4 responses to “Technology: Fight the Power”

  1. otherendup

    Hi Kester,
    i live in Perth, Western Australia and have been following along your blog for a few months now.
    My wife and I were watching the ABC on the box last night and saw a program entitled “Guns, Germs and Steel”, based on the Pulitzer Prize winning book of the same name by professor of physiology at the UCLA School of Medicine – Jared Diamond.
    reflecting on these musings of yours, if not already, you might find the research and finished work something of interest to you. here is a link to a review…
    http://www.wwnorton.com/catalog/spring99/gunsgerms.htm
    peace, matt

  2. Dana Ames

    You comments in the first part remind me of what little I understood of “2001: A Space Odyssey” 🙂 I think Clarke was inviting us to think about the same thing.
    I think God made humans tremendously powerful- part of being created in God’s image. The problem comes with what we do with that power- as grabbing unto ourselves, using and manipulating to turn all into _me_ (or else obliterating), overstepping others’ boundaries and colonizing them, singly or by nation- or else as gift, as node, ‘working better for the others’… This is different than emptying ourselves, which I’m not sure we are able to do anyway. It’s more like Transformation, or the EO concept of Deification. One of my favorite quotes is from Dallas Willard in ‘Divine Conspiracy’: God wants to be able to set us free in the universe to do good.
    BTW Kester, I finished the book last week. It was rather wonderful reading it during Advent and Christmastide… Did not disappoint. Lots to think about, esp how to live it in my local context. Hard to put words on it. I’ll be going back to it for sure. Makes me want to fall down on my face and worship, and jump up and down at the same time- my qualifications for a Good Book!
    Only part I think you missed was the ‘Matrix’ thing- ultimate resolution did not come with fighting/violence, but when Neo was integrated/joined into the ‘machine’- which actually speaks to me for conjunctivity rather than against it. (My best friend says Neo was a program rather than a person, but I can’t wrap my brain around that concept…)
    I read the part about punk giving permission then blazing out to my children ages 19, 18 and 16 one evening around the dinner table, and 18yo daughter was in fairly complete agreement.
    Thanks, and warmest wishes for a blessed new year.
    Dana

  3. DAMNFLANDRZ

    Like any sane person, I have always feared technology.

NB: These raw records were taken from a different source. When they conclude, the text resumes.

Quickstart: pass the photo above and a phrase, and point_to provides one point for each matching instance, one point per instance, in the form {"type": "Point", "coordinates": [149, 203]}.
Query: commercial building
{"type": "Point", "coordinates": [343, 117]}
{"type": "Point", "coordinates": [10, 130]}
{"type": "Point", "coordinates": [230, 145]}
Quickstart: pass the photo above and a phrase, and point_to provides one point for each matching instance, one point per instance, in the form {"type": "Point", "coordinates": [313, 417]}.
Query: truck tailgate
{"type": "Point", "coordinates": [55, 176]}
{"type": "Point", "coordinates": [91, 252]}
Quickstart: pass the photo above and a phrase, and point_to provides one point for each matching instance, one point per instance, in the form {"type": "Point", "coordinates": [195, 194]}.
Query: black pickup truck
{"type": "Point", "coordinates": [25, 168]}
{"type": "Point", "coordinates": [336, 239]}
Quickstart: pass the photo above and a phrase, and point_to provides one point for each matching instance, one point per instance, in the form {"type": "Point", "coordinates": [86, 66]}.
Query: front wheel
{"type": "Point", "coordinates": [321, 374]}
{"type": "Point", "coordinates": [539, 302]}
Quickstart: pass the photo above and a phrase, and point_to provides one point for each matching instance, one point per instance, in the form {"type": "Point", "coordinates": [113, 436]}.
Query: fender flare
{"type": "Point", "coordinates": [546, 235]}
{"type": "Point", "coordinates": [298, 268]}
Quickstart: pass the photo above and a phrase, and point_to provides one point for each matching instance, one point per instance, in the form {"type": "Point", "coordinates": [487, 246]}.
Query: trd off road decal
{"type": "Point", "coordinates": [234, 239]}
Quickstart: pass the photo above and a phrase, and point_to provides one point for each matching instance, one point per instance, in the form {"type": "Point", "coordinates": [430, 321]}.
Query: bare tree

And being the very height of technological marvelousness, I have naturally loathed and despised computers.
    Computers are expensive, time-consuming and will only ever do what they are told!
    But, computers represent some very powerful themes: knowledge, communication, education, leisure, control. It is these factors that allow us to develop relationships with people from all over the world; develop our own skills and knowledge; allow us to question more deeply and independently; enjoy more vividly and broadly; control more confidently and securely.
    I am a better, more rounded person for the skills I learn through computing; for the friends and contacts I have; for the contribution I am able to make. My on-line world is varied, challenging and valuable. But it only remains so because I have such a varied off-line world.
    I could walk away from my on-line world forever and not be the worse for it. If I neglect the off-line (real) world, I suffer.
    And this is the great tension. To enjoy and learn without becoming obsessive and reclusive.

  4. I’d recommend Albert Borgmann’s book, Power Failure, which offers an interesting critique of the ‘culture of technology.’